Midi de la recherche SIO avec Jeffrey Parsons
Date 19 mai 2023
Heure 12h30 à 14h HAE
Lieu Sur place ou en ligne
Salle Ludger St-Pierre (1307)
Pavillon Palasis-Prince
Événement gratuit
À propos de
l'événement
Le Département de systèmes d’information organisationnels vous invite à une présentation de Jeffrey Parsons, de la Memorial University, qui portera sur son article Training-induced bias in crowdsourced data: Evidence and implications for machine learning.
La présentation se déroulera en anglais.
Une boîte à lunch sera offerte gratuitement aux personnes présentes. L’événement sera également webdiffusé en direct. Inscrivez-vous pour obtenir le lien pour le visionner.
Conférencier

Jeffrey Parsons
Professeur
Memorial University
Résumé
Crowdsourcing is a popular way to collect data outside traditional organizational boundaries. A popular crowdsourcing strategy is training contributors in a specific data collection task, such as entity classification. However, as people learn the characteristics of an entity needed to identify it, selective attention theory suggests they will focus on only those characteristics and ignore other observable characteristics. This behaviour can induce bias in the data. We investigate the effect of training-induced data collection bias on the quality of supervised and unsupervised data classifications in human-machine systems.
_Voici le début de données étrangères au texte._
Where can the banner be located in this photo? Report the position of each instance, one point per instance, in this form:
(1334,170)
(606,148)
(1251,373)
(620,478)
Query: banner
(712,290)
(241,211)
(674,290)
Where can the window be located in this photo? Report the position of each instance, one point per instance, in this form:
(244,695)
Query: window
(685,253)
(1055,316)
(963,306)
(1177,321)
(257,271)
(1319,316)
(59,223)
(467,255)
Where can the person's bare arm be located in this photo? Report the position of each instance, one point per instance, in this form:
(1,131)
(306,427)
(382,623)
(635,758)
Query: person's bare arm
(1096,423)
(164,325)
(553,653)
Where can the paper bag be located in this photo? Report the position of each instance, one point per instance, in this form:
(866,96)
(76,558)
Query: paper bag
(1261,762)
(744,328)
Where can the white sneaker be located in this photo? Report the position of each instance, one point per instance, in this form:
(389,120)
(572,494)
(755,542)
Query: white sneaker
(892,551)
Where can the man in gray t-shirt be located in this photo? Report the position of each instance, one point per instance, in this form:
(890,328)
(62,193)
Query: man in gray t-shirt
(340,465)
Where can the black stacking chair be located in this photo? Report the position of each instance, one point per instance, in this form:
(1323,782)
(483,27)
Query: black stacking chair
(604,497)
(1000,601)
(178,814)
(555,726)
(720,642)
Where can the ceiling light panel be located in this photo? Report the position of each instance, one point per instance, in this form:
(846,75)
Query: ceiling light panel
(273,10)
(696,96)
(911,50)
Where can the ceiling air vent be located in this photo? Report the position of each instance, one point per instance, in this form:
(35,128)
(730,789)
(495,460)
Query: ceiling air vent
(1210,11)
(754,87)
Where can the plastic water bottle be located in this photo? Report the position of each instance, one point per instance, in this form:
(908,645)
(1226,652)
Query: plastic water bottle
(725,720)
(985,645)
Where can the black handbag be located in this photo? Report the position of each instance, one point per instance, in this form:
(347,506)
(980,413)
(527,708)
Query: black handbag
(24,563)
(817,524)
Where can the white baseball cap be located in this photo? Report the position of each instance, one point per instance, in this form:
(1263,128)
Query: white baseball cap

A sample of undergraduate students randomly assigned to three experimental groups—explicitly trained, implicitly trained, and untrained—participated in a classification task. Drawing on the theory of selective attention, we hypothesize that untrained contributors will report less biased data than trained contributors and these data, when classified using machine learning, will generate purer clusters than data provided by trained contributors. In addition, we expect that interpretations of clustering results from data provided by untrained contributors will be more congruent with the original observation than interpretations obtained from data provided by trained contributors.
Our results show that the data from explicitly trained contributors is the most biased, leads to the most impure classifications, and is the least interpretable. In contrast, data from the untrained group is the least biased, leads to the purest classifications, and is better aligned with the original observations than data from the untrained group. We discuss implications of our findings for understanding the impact of bias in human-machine systems.